Symptoms may include tired, burning or itching eyes, dry eyes, blurred vision and/or headache. The risk of digital eye strain has recently risen to a mounting level in the U.S. during the coronavirus pandemic, with 53 percent of respondents in a recent survey feeling burnout on screens over the last few months.

“At Prevent Blindness, we are concerned about people spending more and more time in front of our screens," Prevent Blindness president and chief executive Jeff Todd said in the announcement. "As an organization dedicated to ensuring everyone has a lifetime of healthy vision, the Screen Time-Out campaign is meant to educate people and reduce the risk of eye strain, starting with the youngest among us.”

The Screen Time-Out campaign will live on social media—Facebook, Instagram and Pinterest—where device users are already spending a lot of their recreational screen time.

According to a recent survey of American eyecare professionals, 64 percent of respondents have seen an increase in patients having issues due to more screen time.
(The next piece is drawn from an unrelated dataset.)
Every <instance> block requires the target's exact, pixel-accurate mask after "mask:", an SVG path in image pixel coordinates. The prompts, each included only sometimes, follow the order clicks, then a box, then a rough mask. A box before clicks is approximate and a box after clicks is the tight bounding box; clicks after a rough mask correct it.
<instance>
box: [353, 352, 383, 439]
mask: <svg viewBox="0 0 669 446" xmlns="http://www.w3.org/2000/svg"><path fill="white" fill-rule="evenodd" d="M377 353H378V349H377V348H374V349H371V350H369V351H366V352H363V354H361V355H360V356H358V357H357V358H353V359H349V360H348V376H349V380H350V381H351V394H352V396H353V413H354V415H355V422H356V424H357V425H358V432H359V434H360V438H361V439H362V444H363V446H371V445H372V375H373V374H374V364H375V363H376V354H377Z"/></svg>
Sixty-eight percent said they have seen those issues in both children and adults.

"Digital eye strain has been a rising modern threat to people of all ages, and it is linked to myriad issues, including eye development and nearsightedness," said Dr. Linda Chous, pediatric optometrist. "It is important now more than ever to be mindful of how much time we spend with screens and take steps to reduce the impact of digital eye strain."

To reduce eye strain, Prevent Blindness recommends children and adults take regular breaks using the 20-20-20 rule: every 20 minutes, shift eyes away from the screen to look at an object at least 20 feet away for at least 20 seconds.

Other tips to avoid eye strain from the American Academy of Ophthalmology include:

• Use artificial tears to refresh eyes when they feel dry. Consider using a humidifier to add moisture to the air.

• Wear prescribed computer eyeglasses that allow eyes to focus specifically at computer screen distance (intermediate distance, which is about 20 to 26 inches away from the face).

• Adjust screen brightness to match the level of light in the room. Also, try increasing the contrast on the screen to reduce eye strain.

• Use a glare screen on the device.

• Sit about 25 inches from the screen and adjust the screen height to look slightly downward.